Network pharmacology-based identification of the key mechanism of quercetin acting on hemochromatosis.

Hemochromatosis is an iron overload disease, which lacks nutritional intervention strategies. This study explored the protective effect of quercetin on hemochromatosis and its possible mechanism through network pharmacology. We used Online Mendelian Inheritance in Man (OMIM) to screen the disease targets of hemochromatosis, and further constructed a potential protein interaction network through STITCH. The above-mentioned targets revealed by Gene enrichment analysis have played an significant role in ferroptosis, mineral absorption, basal cell carcinoma and related signal pathways. Besides, the drug likeness (DL) of quercetin obtained by Comparative Toxicogenomics Database (CTD) was evaluated by Traditional Chinese Medicine Systems Pharmacology (TCMSP), and potential drug targets identified by PharmMapper and similar compounds identified by PubChem were selected for further research. Moreover, gene Ontology (GO) and Kyoto Encyclopedia of Genes and Genomes (KEGG) pathway analysis revealed the relationship between quercetin and glycosylation.

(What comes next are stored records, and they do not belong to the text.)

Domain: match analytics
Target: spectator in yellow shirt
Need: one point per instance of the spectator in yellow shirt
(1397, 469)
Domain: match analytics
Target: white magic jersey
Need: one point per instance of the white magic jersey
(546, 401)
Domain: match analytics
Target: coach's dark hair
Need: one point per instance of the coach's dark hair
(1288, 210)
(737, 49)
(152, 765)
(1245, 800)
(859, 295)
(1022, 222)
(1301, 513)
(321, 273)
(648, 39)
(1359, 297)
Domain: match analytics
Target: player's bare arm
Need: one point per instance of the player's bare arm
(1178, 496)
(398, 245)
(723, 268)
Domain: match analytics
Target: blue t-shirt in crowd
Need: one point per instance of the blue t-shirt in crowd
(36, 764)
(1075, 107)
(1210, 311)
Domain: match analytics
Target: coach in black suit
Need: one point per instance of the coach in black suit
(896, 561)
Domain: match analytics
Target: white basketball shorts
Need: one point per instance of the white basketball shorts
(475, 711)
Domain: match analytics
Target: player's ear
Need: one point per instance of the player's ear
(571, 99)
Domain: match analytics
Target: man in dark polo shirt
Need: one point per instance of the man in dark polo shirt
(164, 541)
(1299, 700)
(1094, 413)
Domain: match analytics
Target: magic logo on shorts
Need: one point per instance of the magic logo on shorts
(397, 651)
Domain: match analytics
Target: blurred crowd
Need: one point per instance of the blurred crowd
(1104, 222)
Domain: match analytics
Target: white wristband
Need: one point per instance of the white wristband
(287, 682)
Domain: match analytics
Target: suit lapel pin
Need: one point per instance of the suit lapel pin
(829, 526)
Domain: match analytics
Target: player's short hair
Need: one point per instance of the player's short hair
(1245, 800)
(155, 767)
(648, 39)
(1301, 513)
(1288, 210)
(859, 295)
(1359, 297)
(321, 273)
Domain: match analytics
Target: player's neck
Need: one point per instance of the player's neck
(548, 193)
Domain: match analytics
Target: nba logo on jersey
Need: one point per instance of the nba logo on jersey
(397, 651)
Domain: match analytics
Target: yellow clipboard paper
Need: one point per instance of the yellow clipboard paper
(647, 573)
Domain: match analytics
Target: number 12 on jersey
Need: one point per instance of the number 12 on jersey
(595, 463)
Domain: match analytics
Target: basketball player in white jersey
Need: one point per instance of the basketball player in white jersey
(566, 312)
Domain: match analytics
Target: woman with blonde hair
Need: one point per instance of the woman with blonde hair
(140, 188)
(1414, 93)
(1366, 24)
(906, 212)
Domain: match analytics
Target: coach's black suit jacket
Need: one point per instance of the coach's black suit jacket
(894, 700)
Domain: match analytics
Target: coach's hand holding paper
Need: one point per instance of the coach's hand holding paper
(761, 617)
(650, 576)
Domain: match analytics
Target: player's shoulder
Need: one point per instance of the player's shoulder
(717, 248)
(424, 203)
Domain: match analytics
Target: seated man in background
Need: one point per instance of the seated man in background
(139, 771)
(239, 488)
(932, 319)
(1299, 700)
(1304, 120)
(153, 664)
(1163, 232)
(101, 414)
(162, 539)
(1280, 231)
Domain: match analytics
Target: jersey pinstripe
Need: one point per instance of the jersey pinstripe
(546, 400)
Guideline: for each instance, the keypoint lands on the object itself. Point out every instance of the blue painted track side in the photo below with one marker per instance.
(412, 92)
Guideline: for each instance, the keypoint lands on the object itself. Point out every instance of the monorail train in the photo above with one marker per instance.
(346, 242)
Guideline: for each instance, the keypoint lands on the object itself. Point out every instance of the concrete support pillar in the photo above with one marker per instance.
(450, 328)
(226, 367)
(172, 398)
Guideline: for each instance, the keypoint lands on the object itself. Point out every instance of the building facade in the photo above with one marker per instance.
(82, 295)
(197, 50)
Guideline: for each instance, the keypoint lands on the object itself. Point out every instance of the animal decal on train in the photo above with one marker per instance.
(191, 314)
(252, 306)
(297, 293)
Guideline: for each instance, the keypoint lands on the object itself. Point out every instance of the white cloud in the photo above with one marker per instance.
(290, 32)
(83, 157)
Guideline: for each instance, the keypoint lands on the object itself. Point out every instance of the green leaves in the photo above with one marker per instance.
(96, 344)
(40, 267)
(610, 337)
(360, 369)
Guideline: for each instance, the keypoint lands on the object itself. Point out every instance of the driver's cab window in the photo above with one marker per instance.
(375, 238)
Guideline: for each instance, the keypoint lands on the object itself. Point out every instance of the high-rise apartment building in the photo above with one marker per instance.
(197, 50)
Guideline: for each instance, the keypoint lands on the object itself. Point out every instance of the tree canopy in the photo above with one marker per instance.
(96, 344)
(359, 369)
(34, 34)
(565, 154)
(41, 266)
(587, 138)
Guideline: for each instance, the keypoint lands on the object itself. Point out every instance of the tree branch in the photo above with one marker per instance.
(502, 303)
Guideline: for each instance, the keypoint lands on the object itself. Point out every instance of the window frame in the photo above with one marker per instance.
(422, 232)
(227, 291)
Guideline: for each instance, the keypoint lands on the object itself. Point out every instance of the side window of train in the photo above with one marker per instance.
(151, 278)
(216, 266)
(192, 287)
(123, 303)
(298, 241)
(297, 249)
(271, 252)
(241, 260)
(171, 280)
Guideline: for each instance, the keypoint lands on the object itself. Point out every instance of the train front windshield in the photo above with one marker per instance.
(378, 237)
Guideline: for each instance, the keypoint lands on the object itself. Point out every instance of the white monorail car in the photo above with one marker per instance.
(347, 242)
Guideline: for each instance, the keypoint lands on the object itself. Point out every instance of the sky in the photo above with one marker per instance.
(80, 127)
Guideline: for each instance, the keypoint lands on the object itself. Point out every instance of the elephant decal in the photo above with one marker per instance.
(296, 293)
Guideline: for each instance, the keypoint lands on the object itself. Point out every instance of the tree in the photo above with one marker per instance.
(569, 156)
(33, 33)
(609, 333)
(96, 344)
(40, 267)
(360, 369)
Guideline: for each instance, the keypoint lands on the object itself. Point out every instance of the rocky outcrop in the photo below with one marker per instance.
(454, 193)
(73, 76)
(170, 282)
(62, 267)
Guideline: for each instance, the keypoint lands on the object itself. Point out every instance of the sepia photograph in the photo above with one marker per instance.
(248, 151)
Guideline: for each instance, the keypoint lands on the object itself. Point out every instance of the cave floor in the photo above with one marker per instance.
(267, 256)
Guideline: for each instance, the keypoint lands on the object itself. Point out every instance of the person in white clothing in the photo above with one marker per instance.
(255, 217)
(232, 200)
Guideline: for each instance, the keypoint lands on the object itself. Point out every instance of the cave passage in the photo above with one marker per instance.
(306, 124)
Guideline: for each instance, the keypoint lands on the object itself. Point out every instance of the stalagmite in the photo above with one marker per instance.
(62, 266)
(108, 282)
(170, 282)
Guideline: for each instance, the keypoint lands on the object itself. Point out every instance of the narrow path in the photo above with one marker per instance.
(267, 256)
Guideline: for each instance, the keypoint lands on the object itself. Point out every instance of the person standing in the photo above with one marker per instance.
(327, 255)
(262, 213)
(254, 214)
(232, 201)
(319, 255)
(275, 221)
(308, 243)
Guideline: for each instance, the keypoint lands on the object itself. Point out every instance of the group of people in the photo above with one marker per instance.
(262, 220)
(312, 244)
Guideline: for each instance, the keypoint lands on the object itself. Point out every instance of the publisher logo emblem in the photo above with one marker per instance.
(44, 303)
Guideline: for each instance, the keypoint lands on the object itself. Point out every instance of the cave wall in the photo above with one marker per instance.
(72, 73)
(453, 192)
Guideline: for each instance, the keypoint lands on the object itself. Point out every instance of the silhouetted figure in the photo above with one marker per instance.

Furthermore, we performed experiments to verify that the protective effect of quercetin on iron overload cells is to inhibit the production of reactive oxygen species (ROS), limit intracellular iron and degrade glycosaminoglycans. Finally, iron-induced intracellular iron overload caused ferroptosis, and quercetin and fisetin were potential ferroptosis inhibitors. In conclusion, our study revealed the correlation between hemochromatosis and ferroptosis, provided the relationship between the target of quercetin and glycosylation, and verified that quercetin and its similar compounds interfere with iron overload related disease. Our research may provide novel insights for quercetin and its structurally similar compounds as a potential nutritional supplement for iron overload related diseases.